At the time this photo was taken she was making shoes, she later switched to making electrical fuses. She worked in a factory until she had a heart attack, then she sat on the sofa reading movie magazines. We always lived near her and I saw her frequently. I love this photo because she is so unfamiliar from the woman I knew.
This is my maternal great-grandmother who was born in 1863. I found this picture in a book on the Tuscarora tribe and it looks to be from about 1930. She had two families, the author of the book was a descendant from the first family. I don’t know what happened to that first husband, or the second, but my grandfather was from her third husband, the second family. She lived with my grandfather and grandmother on the Seneca reservation until after my Mom was born. Then she married again and moved back to the Tuscarora rez.
This is a picture of her grandfather, my great-great-great grandfather and I got this from the collection of a library in Niagara Falls. He was born in 1815 and died in 1899. I did not have any family stories of him, but I found him when I was doing some genealogical research. He was apparently the first Native American deacon on the Tuscarora reservation and was active in the Temperance movement. In contrast to life on the Tuscarora reservation, in the 1892 special census of the Seneca reservation, it is described as being full of pagans. Of course by the time my mom was born on the Seneca rez there weren’t too many (or any) at least openly pagans left.

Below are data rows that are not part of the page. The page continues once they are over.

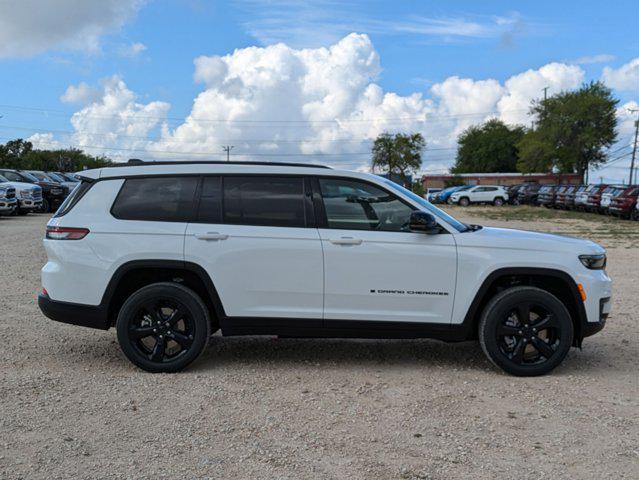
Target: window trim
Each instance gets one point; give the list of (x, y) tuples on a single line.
[(189, 218), (318, 201)]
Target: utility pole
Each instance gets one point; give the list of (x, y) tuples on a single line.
[(634, 148), (228, 149)]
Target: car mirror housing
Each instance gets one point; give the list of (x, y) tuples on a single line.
[(423, 222)]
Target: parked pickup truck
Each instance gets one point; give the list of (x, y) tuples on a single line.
[(28, 196), (8, 200)]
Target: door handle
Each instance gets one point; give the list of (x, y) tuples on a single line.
[(211, 236), (346, 241)]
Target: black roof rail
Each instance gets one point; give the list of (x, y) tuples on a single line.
[(135, 162)]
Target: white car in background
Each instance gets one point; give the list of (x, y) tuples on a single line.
[(29, 196), (495, 194)]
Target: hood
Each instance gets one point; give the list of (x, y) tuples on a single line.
[(489, 237)]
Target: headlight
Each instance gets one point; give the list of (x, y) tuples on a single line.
[(594, 262)]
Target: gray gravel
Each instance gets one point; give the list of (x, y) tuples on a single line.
[(72, 406)]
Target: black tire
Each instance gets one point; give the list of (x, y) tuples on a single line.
[(163, 327), (511, 337)]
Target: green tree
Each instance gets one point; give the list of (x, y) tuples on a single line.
[(572, 132), (488, 148), (399, 154)]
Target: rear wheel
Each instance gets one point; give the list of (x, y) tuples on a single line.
[(525, 331), (163, 327)]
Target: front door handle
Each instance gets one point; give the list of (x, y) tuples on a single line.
[(211, 236), (346, 241)]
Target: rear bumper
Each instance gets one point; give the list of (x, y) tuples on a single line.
[(74, 313)]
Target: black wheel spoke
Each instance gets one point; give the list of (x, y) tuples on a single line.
[(545, 322), (175, 316), (183, 340), (140, 332), (151, 309), (517, 355), (158, 351), (523, 313), (508, 331), (542, 347)]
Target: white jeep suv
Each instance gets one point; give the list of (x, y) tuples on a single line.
[(170, 252), (495, 194)]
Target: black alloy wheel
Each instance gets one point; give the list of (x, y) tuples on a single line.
[(163, 327), (526, 331)]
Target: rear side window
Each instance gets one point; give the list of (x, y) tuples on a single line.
[(73, 198), (159, 199), (265, 201)]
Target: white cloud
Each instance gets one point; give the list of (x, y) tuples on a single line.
[(624, 78), (133, 50), (590, 59), (521, 89), (316, 105), (82, 93), (319, 22), (29, 27)]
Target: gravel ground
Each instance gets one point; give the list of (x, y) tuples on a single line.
[(72, 406)]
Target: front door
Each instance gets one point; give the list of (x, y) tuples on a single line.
[(377, 270)]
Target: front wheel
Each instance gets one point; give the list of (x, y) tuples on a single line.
[(163, 327), (526, 331)]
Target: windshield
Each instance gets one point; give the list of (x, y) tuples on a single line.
[(456, 224)]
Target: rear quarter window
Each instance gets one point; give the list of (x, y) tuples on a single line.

I was able to share these pictures of her relatives with my mom when she was alive. Because she was the youngest in a second family, everyone was gone by the time she was growing up. When she was dating my dad he took her around to meet all of his relatives, and Mom thought it would be great to be in large family. After she married she found out about all the family feuds my grandmother had with everyone else, so we seldom got to see the nearby relatives.